Because I feel so inferior, I am afraid that other people will discriminate against and stigmatize me when they find out my status. So I don't go to the hospital. A while ago I fell sick, but I bought medicines on my own. And if I get really ill, I'll ask a doctor to come to my house.
Woman living with HIV - in-depth interview by UNAIDS - Dak Lak Province, Vietnam
It gets worse if you belong to the LGBT community, especially men who have sex with men - the only key population in which the HIV epidemic will continue to grow in the next decade, according to the Ministry of Health.
Tu Anh, an advocate for transgender rights, said transgender people are often “refused” treatment as doctors, confused by the difference between their registered sex and gender, often put them last on the waiting list. “This is why, many transgender people prefer going to private clinics, even if the costs are higher,” Tu Anh said.
Such stigma is aggravated when considered in light of the general lack of trust in Vietnam’s healthcare system, which is notorious for being corrupt. In its latest report published in March, Berlin-based Transparency International found that Vietnam and India had the highest bribery rates for healthcare (59 percent) among 16 surveyed countries in Asia Pacific.
Lack of trust is further fueled by news of the health insurance fund going into the red, rumors that insurance is costly and its funded drugs are low quality.
A Vietnamese takes a leaflet and a free condom from anti-AIDS campaigners during a ceremony to mark World AIDS Day in Hanoi, December 1, 2000. Photo by Reuters
A lot of the progress achieved so far, analysts say, couldn’t have been possible without outreach programs run by people infected with HIV like Phong or those belonging to key populations like Tu Anh because they are part of the community.
Health workers with extensive experience of working with HIV communities in Vietnam have confirmed that in areas with strong outreach work, where HIV patients take up ART, there’s a greater acceptance toward them.
This is why UNAIDS in a statement last July called for “integrated and community-based HIV services as well as successful innovative and user friendly approaches.”
Funding for these communities are, however, also depleting as foreign donors are pulling out.
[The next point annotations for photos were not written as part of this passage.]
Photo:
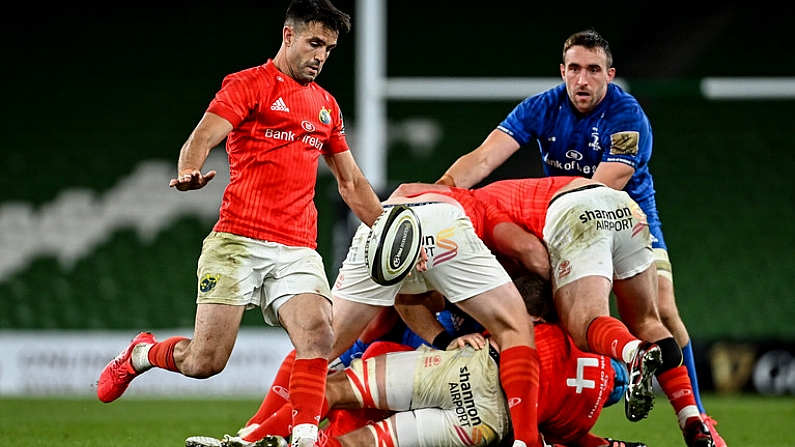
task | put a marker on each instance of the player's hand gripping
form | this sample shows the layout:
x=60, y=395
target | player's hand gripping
x=192, y=179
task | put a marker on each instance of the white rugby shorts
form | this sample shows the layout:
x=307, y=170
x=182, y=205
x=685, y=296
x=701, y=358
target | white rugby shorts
x=452, y=398
x=460, y=265
x=596, y=231
x=241, y=271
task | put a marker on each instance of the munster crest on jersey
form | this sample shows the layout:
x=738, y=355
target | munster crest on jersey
x=325, y=116
x=624, y=143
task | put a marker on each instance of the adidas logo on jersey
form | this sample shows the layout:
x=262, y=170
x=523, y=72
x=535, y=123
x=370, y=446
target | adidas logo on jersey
x=279, y=105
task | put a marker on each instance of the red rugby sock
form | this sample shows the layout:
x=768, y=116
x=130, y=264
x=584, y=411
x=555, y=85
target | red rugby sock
x=277, y=395
x=308, y=389
x=519, y=370
x=161, y=354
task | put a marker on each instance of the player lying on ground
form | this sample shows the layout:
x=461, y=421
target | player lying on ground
x=454, y=397
x=599, y=242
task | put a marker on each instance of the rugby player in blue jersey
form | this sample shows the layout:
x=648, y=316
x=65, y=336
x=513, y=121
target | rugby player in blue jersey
x=588, y=126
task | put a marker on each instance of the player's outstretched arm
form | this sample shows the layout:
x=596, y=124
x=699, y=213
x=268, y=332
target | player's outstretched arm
x=209, y=133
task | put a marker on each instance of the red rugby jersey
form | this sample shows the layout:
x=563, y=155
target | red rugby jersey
x=573, y=386
x=281, y=127
x=525, y=201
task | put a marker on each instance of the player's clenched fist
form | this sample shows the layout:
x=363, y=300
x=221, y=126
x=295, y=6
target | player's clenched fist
x=191, y=180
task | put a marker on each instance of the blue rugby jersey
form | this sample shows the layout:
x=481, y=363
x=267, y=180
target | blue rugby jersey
x=572, y=144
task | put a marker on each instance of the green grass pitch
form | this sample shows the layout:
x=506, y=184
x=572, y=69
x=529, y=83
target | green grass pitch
x=744, y=421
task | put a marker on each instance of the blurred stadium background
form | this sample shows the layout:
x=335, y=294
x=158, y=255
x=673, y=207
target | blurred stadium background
x=99, y=99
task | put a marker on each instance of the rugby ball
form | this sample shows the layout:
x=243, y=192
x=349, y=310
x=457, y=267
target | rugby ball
x=393, y=245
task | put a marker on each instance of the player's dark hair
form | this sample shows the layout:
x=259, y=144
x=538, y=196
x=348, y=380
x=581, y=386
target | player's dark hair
x=589, y=39
x=537, y=295
x=320, y=11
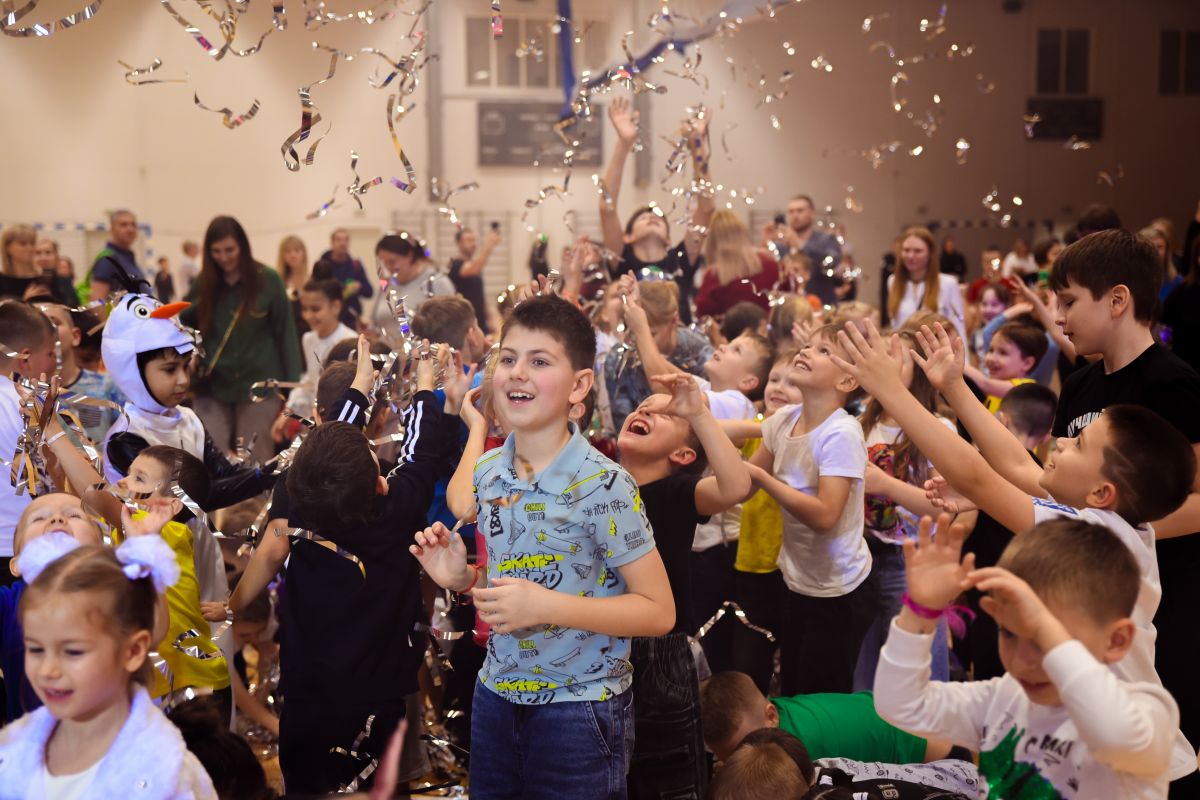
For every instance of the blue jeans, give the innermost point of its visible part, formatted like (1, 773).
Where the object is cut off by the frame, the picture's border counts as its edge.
(889, 576)
(574, 749)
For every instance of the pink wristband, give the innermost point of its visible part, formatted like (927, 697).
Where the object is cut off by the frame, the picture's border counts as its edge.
(957, 617)
(921, 611)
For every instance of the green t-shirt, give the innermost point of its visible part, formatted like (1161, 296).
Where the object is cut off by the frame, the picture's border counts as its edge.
(846, 726)
(262, 344)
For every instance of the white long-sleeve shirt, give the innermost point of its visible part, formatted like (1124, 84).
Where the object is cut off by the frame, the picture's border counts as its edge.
(1108, 739)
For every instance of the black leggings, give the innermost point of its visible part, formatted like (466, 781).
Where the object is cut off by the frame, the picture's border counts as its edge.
(822, 637)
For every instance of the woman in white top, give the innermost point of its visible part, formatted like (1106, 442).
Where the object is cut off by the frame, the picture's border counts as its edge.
(918, 283)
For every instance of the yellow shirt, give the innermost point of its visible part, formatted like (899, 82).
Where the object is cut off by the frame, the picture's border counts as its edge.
(184, 605)
(993, 402)
(762, 528)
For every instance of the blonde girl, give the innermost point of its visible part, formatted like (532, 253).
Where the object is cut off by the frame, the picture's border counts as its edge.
(89, 615)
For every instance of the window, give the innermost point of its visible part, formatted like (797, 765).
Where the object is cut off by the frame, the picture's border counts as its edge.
(1179, 62)
(1063, 61)
(499, 62)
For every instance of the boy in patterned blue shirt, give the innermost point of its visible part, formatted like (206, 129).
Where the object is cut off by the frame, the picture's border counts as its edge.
(571, 573)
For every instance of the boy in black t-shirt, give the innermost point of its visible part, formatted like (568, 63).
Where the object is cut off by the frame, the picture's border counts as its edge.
(353, 591)
(664, 445)
(1108, 286)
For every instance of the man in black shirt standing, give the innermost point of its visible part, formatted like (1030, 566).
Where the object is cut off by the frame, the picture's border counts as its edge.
(467, 269)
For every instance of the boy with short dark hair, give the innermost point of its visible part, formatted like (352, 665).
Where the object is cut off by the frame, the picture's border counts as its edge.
(1013, 353)
(1128, 468)
(813, 461)
(829, 725)
(1027, 411)
(1108, 290)
(1062, 721)
(571, 573)
(665, 445)
(627, 374)
(27, 349)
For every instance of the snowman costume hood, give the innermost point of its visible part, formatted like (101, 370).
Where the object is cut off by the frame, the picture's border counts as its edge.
(141, 324)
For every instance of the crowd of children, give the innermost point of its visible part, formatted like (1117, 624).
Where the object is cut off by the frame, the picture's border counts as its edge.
(786, 553)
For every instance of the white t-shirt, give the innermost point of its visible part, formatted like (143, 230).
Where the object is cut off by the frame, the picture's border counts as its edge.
(12, 505)
(723, 528)
(315, 349)
(1138, 666)
(1110, 739)
(821, 564)
(69, 787)
(949, 301)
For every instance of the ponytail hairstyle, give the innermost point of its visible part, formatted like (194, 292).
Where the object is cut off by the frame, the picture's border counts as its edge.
(125, 605)
(911, 465)
(900, 277)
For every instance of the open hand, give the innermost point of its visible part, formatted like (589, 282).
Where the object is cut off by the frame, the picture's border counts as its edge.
(443, 555)
(931, 564)
(687, 400)
(214, 612)
(875, 362)
(943, 358)
(624, 119)
(943, 495)
(513, 603)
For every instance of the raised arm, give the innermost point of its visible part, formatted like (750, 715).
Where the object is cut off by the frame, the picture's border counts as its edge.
(624, 122)
(696, 130)
(475, 265)
(730, 480)
(877, 371)
(943, 364)
(653, 361)
(461, 491)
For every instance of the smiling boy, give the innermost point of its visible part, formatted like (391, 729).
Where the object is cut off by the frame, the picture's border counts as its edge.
(571, 573)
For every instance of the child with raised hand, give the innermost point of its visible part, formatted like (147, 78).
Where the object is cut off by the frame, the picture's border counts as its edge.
(89, 618)
(571, 573)
(28, 335)
(149, 355)
(665, 445)
(1060, 722)
(895, 500)
(77, 379)
(811, 461)
(736, 376)
(353, 589)
(321, 305)
(653, 323)
(1131, 467)
(759, 587)
(1015, 349)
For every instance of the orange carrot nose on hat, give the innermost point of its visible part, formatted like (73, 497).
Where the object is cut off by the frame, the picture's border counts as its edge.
(168, 311)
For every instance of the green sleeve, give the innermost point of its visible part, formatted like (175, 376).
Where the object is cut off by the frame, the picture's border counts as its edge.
(846, 726)
(283, 326)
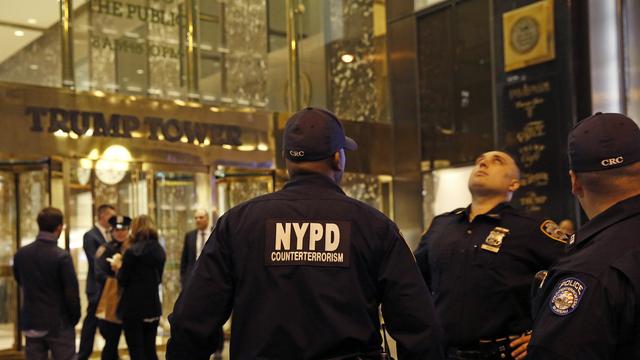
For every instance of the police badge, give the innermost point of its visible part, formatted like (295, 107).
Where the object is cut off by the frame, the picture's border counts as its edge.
(566, 296)
(494, 240)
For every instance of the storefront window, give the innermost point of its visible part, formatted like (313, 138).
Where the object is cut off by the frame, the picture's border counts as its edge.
(631, 35)
(31, 43)
(342, 55)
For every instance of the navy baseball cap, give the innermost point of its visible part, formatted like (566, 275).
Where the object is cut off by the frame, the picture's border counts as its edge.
(314, 134)
(120, 222)
(603, 141)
Tu Anh’s network of key populations are awaiting funding approval from the Global Fund and other sources for now until 2020, but she’s unsure what will come after that.
“I firmly believe that the true issue lies not with the will, commitment or abilities of these Vietnamese health workers and experts and so forth, but with a lack of commitment on the part of the USG [U.S. government] to sustain these life-saving and life-enriching programs, and their lack of awareness that […] the fight against HIV/AIDS is a necessarily global one,” said Prof. Montoya. “Fighting the virus in Nashville AND Nha Trang works toward securing health for us all.”
“Disease is profoundly social,” Montoya concluded.
Tu Anh and her network have already made up their minds. If foreign funds leave, they’ll find another way to continue their outreach work.
“We could set up a social enterprise,” she said.